The “Muliro/Moto Eater” is not just another government project handed off to consultants. Museveni insists the design grew directly out of his own military thinking and indigenous knowledge.
“As a fighter, I have acquired a lot of knowledge,” he said. “So I combined my indigenous knowledge and fighting skills to design an armoured prototype firefighting vehicle.”
He pitched the idea to Marcé Industries, a South African firefighting equipment manufacturer, in 2023. The company, together with Specialised Concept, took on the challenge and began building a prototype at their own cost. By December 2024, Museveni’s delegation had inspected the first model, which now includes a locust spray prevention system as an additional feature.
The prototype is built for extremes. It runs on rubber tracks that allow it to scale steep hills, cross ditches, and move at speeds of up to 60 km/h. Its tank-like build ensures mobility on both rugged terrain and normal roads. This makes it a rare firefighting vehicle that could operate deep in Uganda’s countryside. It can also be useful anywhere in the world facing wildfires.
The National Enterprise Corporation (NEC) and Uganda’s Ministry of Transport have inspected and verified the vehicle’s capability.
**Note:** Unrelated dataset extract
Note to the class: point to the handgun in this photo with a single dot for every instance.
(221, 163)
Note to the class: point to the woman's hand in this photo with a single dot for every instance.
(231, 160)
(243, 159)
For Museveni, the “Muliro/Moto Eater” is about more than firefighting. It is a statement that Uganda can innovate, build, and even contribute solutions to crises that richer nations still struggle with.
The unveiling was not a closed domestic affair. Amongst the guests were diplomats from the United States, the European Union, and Russia. These are three blocks that also confront wildfire disasters. Museveni reminded them that his idea was first shared with former U.S. Ambassador Deborah Malac years ago.
“I realised I needed to help these people,” he said, positioning his innovation not just as a national asset but a philanthropic gesture to the world.
The presence of international envoys suggested a calculated message. Uganda is not only solving its own problems but also offering its ingenuity to the global stage.
The prototype, however, raises questions. Will the “Muliro/Moto Eater” move beyond a single showpiece into mass production? Can Uganda shoulder the costs of manufacturing such complex machines locally, or will it remain dependent on South African partners?
For now, the government has not announced a production plan or procurement timeline. What was presented at State House was one machine, one idea, and one man’s vision.
Still, in a country where bushfires remain a recurring threat, from national parks to farmland, the potential is undeniable. If scaled, the “Muliro/Moto Eater” could redefine firefighting across Africa.
In Museveni’s telling, the prototype is not only a tool but a metaphor. Fires, whether literal or symbolic, require preparation, courage, and innovation to fight. Uganda’s journey with this vehicle is just beginning.
As the proverb goes, “Stealing a drum is easy; finding a place to beat it is not.” The unveiling was the easy part. The harder task lies ahead: turning a prototype into a reliable fleet, proving it works beyond demonstrations, and ensuring that when the fire comes, Uganda will be ready.